At the Paris Motor Show in October 1919 Sizaire-Berwick took a stand and exhibited a "torpedo" bodied car powered by a 4-cylinder engine of 4523 cm^{3}. Four cylinder engines of this size were by now unusual, but this one was described as a "very smooth-running" unit. Maximum power was listed at 60 hp, achieved at just 2000 rpm. With a 3430 mm wheelbase, the car continued Sizaire-Berwick's large car tradition established in 1913.

Five years later, at the Paris Motor Show in October 1924 Sizaire-Berwick were still taking a stand and exhibiting a car with the same 4523 cm^{3} engine as before, but with the wheelbase now extended to 3680 mm.
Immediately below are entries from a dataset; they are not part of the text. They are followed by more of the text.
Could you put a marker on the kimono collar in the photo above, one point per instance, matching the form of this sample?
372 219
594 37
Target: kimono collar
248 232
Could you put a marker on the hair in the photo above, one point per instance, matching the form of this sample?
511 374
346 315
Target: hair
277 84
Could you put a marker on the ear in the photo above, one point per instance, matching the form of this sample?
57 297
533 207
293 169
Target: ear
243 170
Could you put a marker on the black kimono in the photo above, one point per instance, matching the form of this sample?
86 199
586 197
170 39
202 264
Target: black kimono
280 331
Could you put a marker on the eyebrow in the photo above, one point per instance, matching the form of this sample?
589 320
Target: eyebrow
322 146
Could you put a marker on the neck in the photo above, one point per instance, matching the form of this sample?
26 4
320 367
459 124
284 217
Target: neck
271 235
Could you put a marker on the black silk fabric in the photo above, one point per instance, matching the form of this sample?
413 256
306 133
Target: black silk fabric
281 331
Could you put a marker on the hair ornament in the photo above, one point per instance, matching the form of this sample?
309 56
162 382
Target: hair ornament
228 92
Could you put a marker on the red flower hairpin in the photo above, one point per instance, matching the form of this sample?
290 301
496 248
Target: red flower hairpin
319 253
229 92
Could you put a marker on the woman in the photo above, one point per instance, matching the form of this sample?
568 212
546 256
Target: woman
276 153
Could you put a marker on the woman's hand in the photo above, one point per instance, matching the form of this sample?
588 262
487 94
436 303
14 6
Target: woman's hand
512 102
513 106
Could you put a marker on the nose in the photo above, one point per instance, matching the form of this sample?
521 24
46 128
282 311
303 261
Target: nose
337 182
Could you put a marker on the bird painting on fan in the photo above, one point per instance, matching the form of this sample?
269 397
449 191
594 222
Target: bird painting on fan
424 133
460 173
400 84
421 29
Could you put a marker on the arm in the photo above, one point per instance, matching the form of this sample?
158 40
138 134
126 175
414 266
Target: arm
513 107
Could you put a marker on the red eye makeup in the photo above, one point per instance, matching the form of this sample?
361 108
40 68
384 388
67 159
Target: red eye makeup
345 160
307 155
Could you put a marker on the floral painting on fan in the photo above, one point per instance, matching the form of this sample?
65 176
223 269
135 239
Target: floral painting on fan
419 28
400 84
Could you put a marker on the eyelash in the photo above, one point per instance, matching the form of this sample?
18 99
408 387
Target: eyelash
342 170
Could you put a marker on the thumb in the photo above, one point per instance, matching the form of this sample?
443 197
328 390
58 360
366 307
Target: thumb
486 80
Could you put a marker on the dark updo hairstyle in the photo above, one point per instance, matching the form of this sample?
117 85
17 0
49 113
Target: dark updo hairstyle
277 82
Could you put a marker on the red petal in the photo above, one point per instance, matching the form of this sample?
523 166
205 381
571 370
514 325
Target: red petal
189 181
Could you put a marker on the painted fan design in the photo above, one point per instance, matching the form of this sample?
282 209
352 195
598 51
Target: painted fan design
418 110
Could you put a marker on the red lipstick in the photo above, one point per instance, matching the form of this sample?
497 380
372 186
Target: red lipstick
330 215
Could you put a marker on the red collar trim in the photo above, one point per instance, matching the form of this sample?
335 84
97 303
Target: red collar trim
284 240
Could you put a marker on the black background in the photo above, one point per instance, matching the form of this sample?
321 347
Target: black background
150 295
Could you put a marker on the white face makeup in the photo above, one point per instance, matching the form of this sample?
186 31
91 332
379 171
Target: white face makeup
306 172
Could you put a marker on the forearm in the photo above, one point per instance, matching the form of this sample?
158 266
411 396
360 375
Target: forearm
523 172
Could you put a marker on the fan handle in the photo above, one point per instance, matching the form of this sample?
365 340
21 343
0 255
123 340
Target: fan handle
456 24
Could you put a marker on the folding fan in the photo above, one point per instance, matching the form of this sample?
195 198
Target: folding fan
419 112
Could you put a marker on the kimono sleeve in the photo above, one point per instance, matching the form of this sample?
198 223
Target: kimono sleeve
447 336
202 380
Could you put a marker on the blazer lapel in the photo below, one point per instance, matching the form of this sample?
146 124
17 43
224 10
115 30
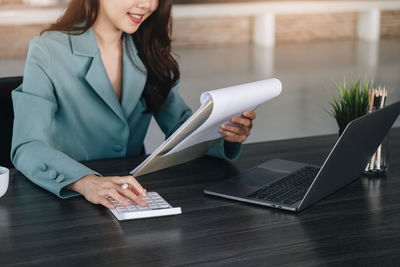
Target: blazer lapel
86 45
134 76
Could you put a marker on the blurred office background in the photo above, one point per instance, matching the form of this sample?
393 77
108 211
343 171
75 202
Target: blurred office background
308 45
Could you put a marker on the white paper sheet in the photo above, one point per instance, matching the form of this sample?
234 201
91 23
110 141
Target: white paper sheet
230 102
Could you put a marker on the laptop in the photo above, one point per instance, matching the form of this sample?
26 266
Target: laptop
295 186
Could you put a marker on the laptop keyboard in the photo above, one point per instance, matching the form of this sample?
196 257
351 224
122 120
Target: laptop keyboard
289 189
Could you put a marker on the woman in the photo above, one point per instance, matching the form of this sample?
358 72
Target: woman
92 82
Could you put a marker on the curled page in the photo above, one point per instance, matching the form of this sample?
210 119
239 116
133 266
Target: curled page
229 102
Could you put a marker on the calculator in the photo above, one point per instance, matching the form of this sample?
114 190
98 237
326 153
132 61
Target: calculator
156 206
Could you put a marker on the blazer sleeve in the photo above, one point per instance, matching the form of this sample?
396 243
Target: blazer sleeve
175 112
35 106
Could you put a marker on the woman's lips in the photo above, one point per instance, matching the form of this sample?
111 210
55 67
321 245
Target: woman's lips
137 18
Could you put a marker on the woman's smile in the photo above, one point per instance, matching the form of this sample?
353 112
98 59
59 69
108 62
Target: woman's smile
137 18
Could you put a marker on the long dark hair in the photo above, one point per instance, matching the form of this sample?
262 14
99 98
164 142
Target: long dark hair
152 39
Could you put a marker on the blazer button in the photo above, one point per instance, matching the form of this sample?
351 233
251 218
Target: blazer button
52 174
43 167
60 178
117 148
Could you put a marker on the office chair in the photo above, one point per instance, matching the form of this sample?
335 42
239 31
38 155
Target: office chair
6 118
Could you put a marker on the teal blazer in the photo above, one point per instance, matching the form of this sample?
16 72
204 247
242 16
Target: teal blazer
66 111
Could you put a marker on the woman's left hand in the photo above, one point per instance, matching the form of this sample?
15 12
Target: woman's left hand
241 129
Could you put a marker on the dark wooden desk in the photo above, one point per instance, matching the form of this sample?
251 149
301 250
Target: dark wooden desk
359 225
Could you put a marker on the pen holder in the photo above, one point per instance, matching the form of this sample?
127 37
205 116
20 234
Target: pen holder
379 162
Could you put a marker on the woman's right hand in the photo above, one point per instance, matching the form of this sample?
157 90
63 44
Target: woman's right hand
98 190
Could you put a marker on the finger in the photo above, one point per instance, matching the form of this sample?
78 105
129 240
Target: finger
241 121
245 131
133 184
249 114
136 199
233 129
116 195
233 136
106 203
230 139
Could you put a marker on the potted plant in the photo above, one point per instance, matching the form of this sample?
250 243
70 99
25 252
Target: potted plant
351 103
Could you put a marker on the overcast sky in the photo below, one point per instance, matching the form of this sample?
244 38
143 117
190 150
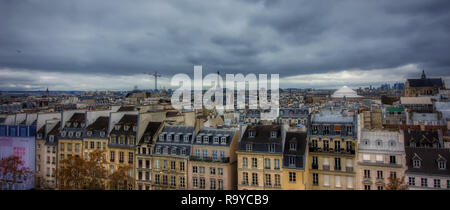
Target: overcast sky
108 44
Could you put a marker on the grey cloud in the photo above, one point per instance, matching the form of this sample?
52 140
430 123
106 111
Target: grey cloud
252 36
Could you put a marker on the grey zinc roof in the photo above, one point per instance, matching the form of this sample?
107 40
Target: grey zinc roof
332 118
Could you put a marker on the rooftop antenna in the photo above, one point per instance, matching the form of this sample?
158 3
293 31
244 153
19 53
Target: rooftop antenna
155 75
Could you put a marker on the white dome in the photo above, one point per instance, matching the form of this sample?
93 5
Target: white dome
345 92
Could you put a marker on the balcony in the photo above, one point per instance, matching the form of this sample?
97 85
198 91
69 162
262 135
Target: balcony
210 159
331 150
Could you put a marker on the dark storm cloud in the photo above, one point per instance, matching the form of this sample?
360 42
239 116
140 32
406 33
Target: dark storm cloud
252 36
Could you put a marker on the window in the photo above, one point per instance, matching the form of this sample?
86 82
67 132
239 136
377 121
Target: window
366 173
254 179
271 147
121 157
441 165
202 183
156 178
165 180
267 163
197 153
172 181
315 179
412 181
291 161
292 177
379 174
437 183
249 147
416 163
337 181
379 158
268 180
424 182
392 159
181 166
325 145
254 163
157 164
337 164
349 182
245 178
337 145
277 180
182 181
244 162
276 164
326 180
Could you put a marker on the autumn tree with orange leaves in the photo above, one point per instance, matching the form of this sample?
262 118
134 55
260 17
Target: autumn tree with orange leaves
120 178
12 171
396 183
79 174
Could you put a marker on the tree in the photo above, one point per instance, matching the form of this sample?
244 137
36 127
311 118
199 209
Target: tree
13 171
79 174
396 183
120 178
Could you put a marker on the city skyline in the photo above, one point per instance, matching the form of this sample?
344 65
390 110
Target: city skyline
322 44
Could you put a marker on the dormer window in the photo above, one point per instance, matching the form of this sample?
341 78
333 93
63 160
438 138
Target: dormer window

In 1925, the manufacture entered one of their 4 1/2-litre engine cars in the Le Mans 24 Hour race, but the car completed only 23 laps and was not classified.

Two years after that, Sizaire-Berwick appeared at the Paris Motor Show for the last time, displaying a large luxury car, now with a 6-cylinder engine from Lycoming of Pennsylvania.

After 1923, with Austin having taken a controlling share, the British end of the Sizaire Berwick business offered two models with Austin 1861 cm^{3} and 3610 cm^{3} four cylinder engines, as well as a 3397 cm^{3} six cylinder unit. The last British Sizaire-Berwicks were produced in 1925.